In the alternative, O'Neill's lawyer Sandra Kovacs had applied to have the abbey and seminary authorize the nuncio to release the records.

Bilawich noted the Department of Foreign Affairs, Trade and Development filed an indirect response on behalf of the nuncio. It provided an April 19 certificate stating the records were inviolable under the Foreign Missions and International Organizations Act and that since Aug. 27, 2021, Archbishop Ivan Jurkovic has been the papal ambassador and has diplomatic immunity.

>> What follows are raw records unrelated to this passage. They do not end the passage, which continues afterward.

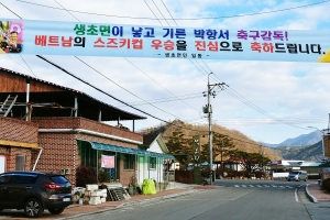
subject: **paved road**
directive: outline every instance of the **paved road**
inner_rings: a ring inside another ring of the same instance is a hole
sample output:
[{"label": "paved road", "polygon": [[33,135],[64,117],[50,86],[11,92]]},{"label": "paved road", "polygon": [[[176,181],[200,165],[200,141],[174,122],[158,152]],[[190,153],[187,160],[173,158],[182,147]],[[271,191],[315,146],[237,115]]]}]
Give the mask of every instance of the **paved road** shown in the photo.
[{"label": "paved road", "polygon": [[[272,183],[272,184],[270,184]],[[111,220],[311,220],[305,183],[217,180],[218,188],[158,201],[146,201],[80,219]]]}]

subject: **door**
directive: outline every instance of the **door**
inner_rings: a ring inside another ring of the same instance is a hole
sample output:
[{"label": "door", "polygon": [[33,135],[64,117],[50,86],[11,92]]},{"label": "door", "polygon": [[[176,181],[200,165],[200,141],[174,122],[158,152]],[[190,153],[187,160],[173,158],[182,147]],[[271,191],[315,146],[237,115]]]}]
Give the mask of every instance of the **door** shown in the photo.
[{"label": "door", "polygon": [[[9,182],[12,175],[0,175],[0,208],[9,205]],[[10,204],[11,205],[11,204]]]}]

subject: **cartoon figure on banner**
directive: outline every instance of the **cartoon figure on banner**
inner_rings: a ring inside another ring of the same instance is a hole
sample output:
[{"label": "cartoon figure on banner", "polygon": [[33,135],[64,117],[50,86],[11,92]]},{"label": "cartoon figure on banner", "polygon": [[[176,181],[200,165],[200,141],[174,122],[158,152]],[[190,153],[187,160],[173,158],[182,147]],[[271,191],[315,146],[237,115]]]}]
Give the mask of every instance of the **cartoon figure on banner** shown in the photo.
[{"label": "cartoon figure on banner", "polygon": [[0,21],[0,54],[9,53],[7,32],[8,32],[8,22]]},{"label": "cartoon figure on banner", "polygon": [[9,53],[21,53],[23,47],[23,23],[10,22],[8,38]]},{"label": "cartoon figure on banner", "polygon": [[23,50],[23,23],[0,22],[0,54],[21,53]]}]

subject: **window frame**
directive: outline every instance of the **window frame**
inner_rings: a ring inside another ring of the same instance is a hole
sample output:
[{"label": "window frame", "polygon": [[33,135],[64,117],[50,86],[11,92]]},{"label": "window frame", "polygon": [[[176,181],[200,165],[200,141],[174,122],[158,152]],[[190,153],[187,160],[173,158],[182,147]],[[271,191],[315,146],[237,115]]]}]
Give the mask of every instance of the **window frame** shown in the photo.
[{"label": "window frame", "polygon": [[124,154],[123,169],[134,169],[135,154]]},{"label": "window frame", "polygon": [[150,156],[148,157],[148,169],[156,169],[157,168],[157,157]]}]

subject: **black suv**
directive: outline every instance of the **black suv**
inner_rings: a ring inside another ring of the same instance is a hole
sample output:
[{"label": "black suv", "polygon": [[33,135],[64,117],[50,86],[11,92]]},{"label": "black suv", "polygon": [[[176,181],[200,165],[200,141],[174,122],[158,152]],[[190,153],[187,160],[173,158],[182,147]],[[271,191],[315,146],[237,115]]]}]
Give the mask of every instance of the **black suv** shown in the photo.
[{"label": "black suv", "polygon": [[0,211],[24,209],[30,218],[44,209],[58,215],[73,204],[72,185],[59,174],[42,172],[8,172],[0,174]]}]

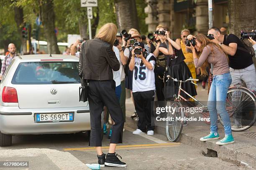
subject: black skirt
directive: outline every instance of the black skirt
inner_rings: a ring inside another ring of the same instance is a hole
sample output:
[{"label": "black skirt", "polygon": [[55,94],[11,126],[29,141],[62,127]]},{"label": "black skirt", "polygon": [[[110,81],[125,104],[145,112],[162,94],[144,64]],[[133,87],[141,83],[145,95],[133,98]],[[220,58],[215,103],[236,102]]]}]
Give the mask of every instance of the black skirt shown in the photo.
[{"label": "black skirt", "polygon": [[[170,75],[174,78],[177,78],[178,80],[184,81],[190,78],[192,78],[189,69],[184,61],[182,61],[177,65],[170,65],[167,72],[165,75],[165,80],[167,80],[166,78],[167,75]],[[163,90],[166,100],[171,100],[174,95],[178,96],[179,85],[179,82],[174,82],[171,79],[165,82],[165,87]],[[190,82],[182,82],[182,88],[192,96],[197,95],[195,85]],[[187,99],[189,98],[182,91],[180,94]]]}]

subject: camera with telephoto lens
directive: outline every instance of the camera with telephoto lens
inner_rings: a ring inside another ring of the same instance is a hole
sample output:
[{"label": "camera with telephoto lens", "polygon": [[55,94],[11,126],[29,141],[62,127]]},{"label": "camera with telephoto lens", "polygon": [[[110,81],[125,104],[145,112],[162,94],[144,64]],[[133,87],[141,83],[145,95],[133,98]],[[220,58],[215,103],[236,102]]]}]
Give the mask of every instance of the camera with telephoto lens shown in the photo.
[{"label": "camera with telephoto lens", "polygon": [[115,42],[114,42],[114,46],[118,46],[118,44],[119,44],[118,40],[116,38]]},{"label": "camera with telephoto lens", "polygon": [[191,40],[187,40],[186,41],[185,41],[185,45],[188,47],[190,46],[190,42],[192,44],[192,45],[193,47],[195,47],[195,38],[193,38],[193,39]]},{"label": "camera with telephoto lens", "polygon": [[157,34],[158,35],[165,35],[165,32],[164,31],[156,31],[154,32],[154,34]]},{"label": "camera with telephoto lens", "polygon": [[137,40],[134,38],[132,38],[130,40],[130,45],[133,45],[135,42],[137,42]]},{"label": "camera with telephoto lens", "polygon": [[125,37],[124,40],[126,42],[127,42],[128,40],[131,38],[131,35],[130,34],[128,34],[125,30],[123,30],[121,32],[121,34]]},{"label": "camera with telephoto lens", "polygon": [[214,39],[214,37],[213,36],[213,34],[210,34],[206,35],[206,37],[209,39],[212,40]]},{"label": "camera with telephoto lens", "polygon": [[252,39],[256,40],[256,30],[250,32],[241,31],[241,37],[243,39],[246,38],[249,39],[249,37],[251,37]]},{"label": "camera with telephoto lens", "polygon": [[135,54],[140,55],[141,54],[142,52],[142,49],[141,48],[136,48],[134,50],[134,53]]},{"label": "camera with telephoto lens", "polygon": [[155,36],[153,34],[148,34],[148,38],[152,41],[154,41],[155,40]]}]

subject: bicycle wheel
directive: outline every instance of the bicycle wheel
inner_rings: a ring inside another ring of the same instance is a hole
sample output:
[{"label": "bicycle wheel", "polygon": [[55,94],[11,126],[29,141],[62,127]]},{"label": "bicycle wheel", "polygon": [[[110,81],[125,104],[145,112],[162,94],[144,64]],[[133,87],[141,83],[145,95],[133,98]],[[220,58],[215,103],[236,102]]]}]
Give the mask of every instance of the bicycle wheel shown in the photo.
[{"label": "bicycle wheel", "polygon": [[174,112],[167,113],[169,121],[166,121],[166,135],[168,140],[176,142],[179,140],[183,127],[184,121],[180,118],[184,118],[184,113],[182,109],[179,109],[182,108],[182,105],[178,101],[168,101],[166,104],[168,107],[170,105],[172,108],[176,108]]},{"label": "bicycle wheel", "polygon": [[[231,130],[235,131],[246,130],[251,128],[256,120],[256,99],[249,90],[239,87],[228,91],[226,108],[228,113]],[[223,125],[220,116],[219,120]]]}]

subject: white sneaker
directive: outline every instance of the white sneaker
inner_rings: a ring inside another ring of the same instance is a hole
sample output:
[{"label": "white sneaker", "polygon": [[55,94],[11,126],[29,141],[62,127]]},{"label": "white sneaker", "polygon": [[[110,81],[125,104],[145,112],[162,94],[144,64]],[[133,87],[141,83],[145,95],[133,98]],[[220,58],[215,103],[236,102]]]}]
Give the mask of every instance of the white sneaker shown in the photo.
[{"label": "white sneaker", "polygon": [[133,134],[134,135],[139,135],[143,133],[145,133],[138,129],[137,129],[136,130],[133,132]]},{"label": "white sneaker", "polygon": [[148,130],[147,132],[147,135],[151,136],[154,135],[154,131],[153,130]]}]

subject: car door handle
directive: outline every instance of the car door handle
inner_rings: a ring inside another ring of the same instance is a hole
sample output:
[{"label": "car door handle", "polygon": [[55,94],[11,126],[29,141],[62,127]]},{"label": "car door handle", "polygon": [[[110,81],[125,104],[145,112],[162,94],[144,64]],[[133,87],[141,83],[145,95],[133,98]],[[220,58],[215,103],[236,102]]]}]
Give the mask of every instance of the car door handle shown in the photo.
[{"label": "car door handle", "polygon": [[59,100],[48,100],[48,104],[58,104],[60,103],[60,101]]}]

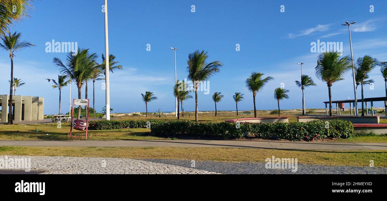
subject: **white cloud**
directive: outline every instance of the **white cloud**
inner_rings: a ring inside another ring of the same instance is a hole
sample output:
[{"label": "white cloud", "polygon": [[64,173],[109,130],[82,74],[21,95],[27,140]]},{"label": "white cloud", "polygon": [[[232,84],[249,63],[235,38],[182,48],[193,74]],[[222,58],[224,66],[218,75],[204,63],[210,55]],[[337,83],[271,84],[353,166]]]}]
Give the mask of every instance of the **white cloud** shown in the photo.
[{"label": "white cloud", "polygon": [[289,33],[288,34],[288,36],[289,38],[295,38],[298,36],[309,35],[316,31],[325,31],[329,29],[329,26],[330,26],[330,25],[329,24],[319,24],[315,27],[310,28],[309,29],[303,30],[298,34]]}]

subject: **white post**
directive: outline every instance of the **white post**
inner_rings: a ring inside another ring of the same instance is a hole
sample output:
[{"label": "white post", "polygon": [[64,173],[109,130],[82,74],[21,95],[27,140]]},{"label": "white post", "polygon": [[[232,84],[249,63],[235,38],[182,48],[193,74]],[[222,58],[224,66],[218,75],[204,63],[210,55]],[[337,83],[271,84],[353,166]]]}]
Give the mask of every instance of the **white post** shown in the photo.
[{"label": "white post", "polygon": [[[176,48],[175,48],[175,84],[177,84],[176,79]],[[175,97],[175,117],[177,117],[177,97]]]},{"label": "white post", "polygon": [[70,88],[69,89],[69,95],[68,95],[68,117],[70,117],[70,115],[71,115],[71,80],[70,79],[70,82],[68,82],[70,83]]},{"label": "white post", "polygon": [[105,81],[106,83],[106,120],[110,120],[110,83],[109,80],[109,37],[108,35],[108,0],[105,0]]},{"label": "white post", "polygon": [[359,116],[358,111],[358,96],[356,93],[356,81],[355,79],[355,67],[353,66],[353,54],[352,53],[352,41],[351,38],[351,28],[349,27],[350,25],[348,26],[348,30],[349,32],[349,46],[351,48],[351,58],[352,62],[352,77],[353,78],[353,91],[355,95],[355,105],[354,105],[354,108],[355,108],[355,115],[356,117]]}]

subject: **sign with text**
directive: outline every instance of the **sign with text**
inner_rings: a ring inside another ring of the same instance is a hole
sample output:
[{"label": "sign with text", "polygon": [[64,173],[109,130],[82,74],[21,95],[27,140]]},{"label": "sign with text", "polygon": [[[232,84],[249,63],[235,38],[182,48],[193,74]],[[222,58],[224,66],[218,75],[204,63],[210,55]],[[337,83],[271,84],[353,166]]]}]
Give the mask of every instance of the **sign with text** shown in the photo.
[{"label": "sign with text", "polygon": [[87,99],[75,99],[74,105],[89,105],[89,100]]}]

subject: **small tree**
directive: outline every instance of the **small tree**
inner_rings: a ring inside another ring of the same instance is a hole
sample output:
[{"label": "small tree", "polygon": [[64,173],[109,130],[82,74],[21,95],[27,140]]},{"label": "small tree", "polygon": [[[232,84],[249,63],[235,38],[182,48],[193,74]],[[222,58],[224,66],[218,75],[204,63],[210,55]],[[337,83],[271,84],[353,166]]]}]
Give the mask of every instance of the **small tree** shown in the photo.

Bilawich said he had no evidence that he had the jurisdiction to order the nuncio to release records.

"The application for an order that the apostolic nuncio produce the classes of records sought is dismissed based on a lack of jurisdiction and based on the inviolability of the apostolic nuncio's archives," he ruled.

Bilawich said the seminary and abbey don't object to signing the requested authorization but said they are unaware of any additional correspondence between them and the nuncio regarding the anonymous allegations.

"Counsel expressed doubt that any authorization signed by his clients would cause the document sought to be produced," Bilawich said. But, Bilawich said, if documents are produced, they are to go to abbey and seminary lawyers first for review.

"If they contain the names of alleged victims or their family members other than the plaintiff, those names should be redacted until and unless the persons involved are notified and give written consent to their names being disclosed or until further court order authorizing such disclosure," Bilawich said.

Allegations detail sexual and physical abuse

O'Neill alleges Rohrbach, a college student employed at the seminary, sexually abused him while he was a student. He alleges Rohrbach performed oral sex on him and that he pestered younger boys in a shower room.

O'Neill alleges Lazar, a priest, broke his arm. Sander, also a priest, then allegedly delayed access to medical treatment to conceal the fracture. Sander died in 2021, according to the suit.

The claim alleges the defendants were systematically negligent and had acted "complicity in a culture of entrenched clericalism and distorted beliefs that implicitly promoted the psychosexual immaturity of priests and seminarians, perpetuating sexually deviant behaviour."

O'Neill is one of three men making such claims.